Preparation of UV-curable functionalized phosphazene-containing nanotube/polyurethane acrylate nanocomposite coatings with enhanced thermal and mechanical properties

Abstract

Poly(cyclotriphosphazene-co-4,4′-sulfonyldiphenol) (PZS) nanotubes with active hydroxyl groups were fabricated via an in situ template method under mild conditions, and then modified by acryloyl chloride to obtain the acryloyl-group functionalized PZS (f-PZS) nanotubes. The structure of the PZS nanotubes was characterized by Fourier transform infrared spectroscopy and the morphology was investigated by scanning electron microscopy and transmission electron microscopy. The f-PZS/polyurethane acrylate (f-PZS/PUA) nanocomposite coatings were prepared by UV radiation technology to covalently introduce f-PZS nanotubes into a PUA matrix. Dynamic mechanical analysis and tensile tests were performed to characterize the mechanical properties of the f-PZS/PUA nanocomposite coatings.

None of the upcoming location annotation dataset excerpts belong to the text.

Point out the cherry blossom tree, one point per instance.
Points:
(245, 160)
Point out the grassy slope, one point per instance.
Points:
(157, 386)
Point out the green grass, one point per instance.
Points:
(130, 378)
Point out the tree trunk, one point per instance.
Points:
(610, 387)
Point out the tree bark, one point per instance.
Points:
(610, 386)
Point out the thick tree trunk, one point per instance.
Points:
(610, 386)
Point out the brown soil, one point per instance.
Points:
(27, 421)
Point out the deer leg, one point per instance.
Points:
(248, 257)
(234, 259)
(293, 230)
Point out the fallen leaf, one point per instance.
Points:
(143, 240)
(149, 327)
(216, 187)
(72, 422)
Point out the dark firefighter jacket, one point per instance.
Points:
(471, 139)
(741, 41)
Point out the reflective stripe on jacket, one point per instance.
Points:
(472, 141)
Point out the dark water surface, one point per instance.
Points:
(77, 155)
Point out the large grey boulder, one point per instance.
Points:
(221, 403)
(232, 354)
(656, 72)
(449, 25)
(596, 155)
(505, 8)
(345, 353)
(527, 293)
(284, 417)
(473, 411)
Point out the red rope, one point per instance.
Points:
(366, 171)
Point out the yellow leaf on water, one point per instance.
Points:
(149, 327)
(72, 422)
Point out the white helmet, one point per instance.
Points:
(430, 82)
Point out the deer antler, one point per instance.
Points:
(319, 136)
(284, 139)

The optimal reinforcing effect for the PUA matrix was observed when the content of f-PZS nanotubes was 3.0 wt%. The thermal stability of the PUA nanocomposites was studied by thermo gravimetric analysis. It indicates that the onset thermal degradation temperature of the f-PZS/PUA nanocomposites with 1.0 wt% f-PZS nanotubes is increased by 36.3 °C. These remarkable property reinforcements are attributed to the covalent functionalization of PZS nanotubes, which can effectively improve the interfacial interaction between the f-PZS nanotubes and the PUA matrix.